CEST researchers use machine learning to accelerate computational study of perovskite alloy materials.
Researchers in the CEST group have published a study demonstrating the effectiveness of machine learning methods to identify suitable perovskite solar cell materials. Perovskite solar cells are a novel technology gathering a lot of interest due to their high efficiency and potential for radically lower manufacturing costs when compared to the traditional silicon-based solar cells.
Despite their promising qualities, the commercialization of perovskite solar cells has been held back by their fast degradation under environmental stresses, such as heat and moisture. They also contain toxic substances that can negatively impact the environment.
The search for new perovskite materials that do not have these problems is ongoing, but the established experimental and computational research methods have not been able to handle the high number of material candidates that need to be tried and tested.
CEST members Jarno Laakso and Patrick Rinke, with collaborators from University of Turku and China, developed new machine learning-based methodology for rapidly predicting perovskite properties. This new approach accelerates computations and can be used to study perovskite alloys.

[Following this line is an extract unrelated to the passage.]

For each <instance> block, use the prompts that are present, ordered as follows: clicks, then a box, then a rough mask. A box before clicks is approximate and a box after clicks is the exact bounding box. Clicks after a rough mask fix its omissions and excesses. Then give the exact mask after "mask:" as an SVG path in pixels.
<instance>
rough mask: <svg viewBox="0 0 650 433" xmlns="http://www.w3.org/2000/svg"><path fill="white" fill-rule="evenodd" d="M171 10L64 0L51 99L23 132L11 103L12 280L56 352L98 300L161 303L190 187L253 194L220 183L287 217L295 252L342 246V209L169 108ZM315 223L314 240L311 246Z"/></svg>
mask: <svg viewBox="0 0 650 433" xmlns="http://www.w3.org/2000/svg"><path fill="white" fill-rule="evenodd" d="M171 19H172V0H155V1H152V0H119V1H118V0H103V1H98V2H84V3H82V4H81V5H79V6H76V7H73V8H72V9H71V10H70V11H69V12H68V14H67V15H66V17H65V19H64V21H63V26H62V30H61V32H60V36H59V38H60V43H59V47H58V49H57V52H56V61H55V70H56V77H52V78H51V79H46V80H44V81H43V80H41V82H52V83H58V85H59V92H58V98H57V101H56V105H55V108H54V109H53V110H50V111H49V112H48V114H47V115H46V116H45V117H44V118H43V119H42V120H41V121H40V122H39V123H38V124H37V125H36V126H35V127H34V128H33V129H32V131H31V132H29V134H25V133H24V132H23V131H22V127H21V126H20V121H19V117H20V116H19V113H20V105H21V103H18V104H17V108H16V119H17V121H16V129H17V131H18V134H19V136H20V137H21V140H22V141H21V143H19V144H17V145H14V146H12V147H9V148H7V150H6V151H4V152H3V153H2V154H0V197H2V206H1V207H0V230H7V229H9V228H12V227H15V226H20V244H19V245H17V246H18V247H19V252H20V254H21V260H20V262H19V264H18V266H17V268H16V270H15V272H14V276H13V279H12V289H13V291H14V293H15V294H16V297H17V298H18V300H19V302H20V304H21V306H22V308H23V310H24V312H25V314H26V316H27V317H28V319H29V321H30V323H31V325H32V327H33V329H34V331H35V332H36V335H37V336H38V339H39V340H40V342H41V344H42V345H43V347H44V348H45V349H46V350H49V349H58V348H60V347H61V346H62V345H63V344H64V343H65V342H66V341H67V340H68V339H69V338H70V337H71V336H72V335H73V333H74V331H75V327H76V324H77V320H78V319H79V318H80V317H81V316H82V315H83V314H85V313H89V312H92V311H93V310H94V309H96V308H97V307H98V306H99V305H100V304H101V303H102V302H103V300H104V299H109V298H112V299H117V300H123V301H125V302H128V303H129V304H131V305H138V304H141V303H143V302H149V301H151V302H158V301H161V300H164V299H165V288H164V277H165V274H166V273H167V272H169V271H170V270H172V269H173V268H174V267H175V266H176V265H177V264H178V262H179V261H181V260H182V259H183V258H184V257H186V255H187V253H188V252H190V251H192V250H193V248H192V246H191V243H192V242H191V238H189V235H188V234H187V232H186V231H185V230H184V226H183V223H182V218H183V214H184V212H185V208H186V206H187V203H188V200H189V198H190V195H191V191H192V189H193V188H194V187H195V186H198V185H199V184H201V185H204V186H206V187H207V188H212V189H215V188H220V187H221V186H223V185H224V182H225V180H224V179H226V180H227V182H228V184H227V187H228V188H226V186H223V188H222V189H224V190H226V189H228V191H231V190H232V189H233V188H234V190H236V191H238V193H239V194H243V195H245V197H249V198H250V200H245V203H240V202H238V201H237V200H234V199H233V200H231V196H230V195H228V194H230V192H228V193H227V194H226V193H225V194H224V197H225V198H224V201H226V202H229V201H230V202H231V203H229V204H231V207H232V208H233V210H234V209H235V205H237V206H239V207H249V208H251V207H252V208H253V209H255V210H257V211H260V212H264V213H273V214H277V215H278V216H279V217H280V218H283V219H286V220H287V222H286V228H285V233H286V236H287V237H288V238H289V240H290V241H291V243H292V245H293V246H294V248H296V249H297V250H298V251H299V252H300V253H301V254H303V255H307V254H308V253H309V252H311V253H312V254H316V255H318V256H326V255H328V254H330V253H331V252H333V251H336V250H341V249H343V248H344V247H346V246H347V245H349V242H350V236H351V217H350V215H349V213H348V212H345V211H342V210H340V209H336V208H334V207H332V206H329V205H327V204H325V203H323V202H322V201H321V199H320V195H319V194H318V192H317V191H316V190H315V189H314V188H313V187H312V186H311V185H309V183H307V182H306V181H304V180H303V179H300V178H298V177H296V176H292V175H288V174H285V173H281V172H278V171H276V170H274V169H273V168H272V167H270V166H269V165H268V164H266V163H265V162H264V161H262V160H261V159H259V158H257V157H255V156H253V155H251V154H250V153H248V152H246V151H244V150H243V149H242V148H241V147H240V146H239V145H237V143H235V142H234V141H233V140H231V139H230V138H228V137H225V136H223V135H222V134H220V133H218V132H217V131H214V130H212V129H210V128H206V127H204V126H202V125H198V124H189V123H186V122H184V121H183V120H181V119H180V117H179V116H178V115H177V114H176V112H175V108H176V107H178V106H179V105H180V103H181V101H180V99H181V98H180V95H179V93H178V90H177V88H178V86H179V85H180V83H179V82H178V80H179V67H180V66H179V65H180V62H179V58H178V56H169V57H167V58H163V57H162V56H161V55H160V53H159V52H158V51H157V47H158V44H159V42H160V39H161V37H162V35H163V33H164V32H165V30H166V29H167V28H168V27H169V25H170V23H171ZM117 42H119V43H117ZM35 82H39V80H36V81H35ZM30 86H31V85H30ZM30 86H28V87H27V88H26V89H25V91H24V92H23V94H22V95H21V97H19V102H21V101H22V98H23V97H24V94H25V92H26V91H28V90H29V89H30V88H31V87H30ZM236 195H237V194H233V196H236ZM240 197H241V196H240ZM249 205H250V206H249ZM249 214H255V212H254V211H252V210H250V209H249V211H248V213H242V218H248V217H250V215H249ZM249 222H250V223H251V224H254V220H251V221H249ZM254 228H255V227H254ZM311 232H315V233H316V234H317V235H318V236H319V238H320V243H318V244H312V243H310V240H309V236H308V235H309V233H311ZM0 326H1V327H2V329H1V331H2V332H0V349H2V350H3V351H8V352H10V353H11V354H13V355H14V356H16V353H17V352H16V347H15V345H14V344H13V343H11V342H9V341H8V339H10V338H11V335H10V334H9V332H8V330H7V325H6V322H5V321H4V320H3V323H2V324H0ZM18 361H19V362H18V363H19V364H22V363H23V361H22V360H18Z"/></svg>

These alloy materials contain many candidates for improved solar cell materials, but studying them has been difficult with conventional computational methods.
The researchers demonstrated the effectiveness of the new approach by finding the most stable mixing fractions for an alloy of CsPbCl3 and CsPbBr3 perovskites. Having an efficient method for studying the stability of perovskite alloys is a key step towards engineering solar cells that are more resilient to degradation.
The same methodology that was applied to perovskites in this study can boost the discovery of other new alloy materials. After the initial success with their machine learning approach, Laakso and collaborators are looking into studying more complex perovskite alloys to discover solar cell materials that are highly efficient, nontoxic, and resilient to degradation.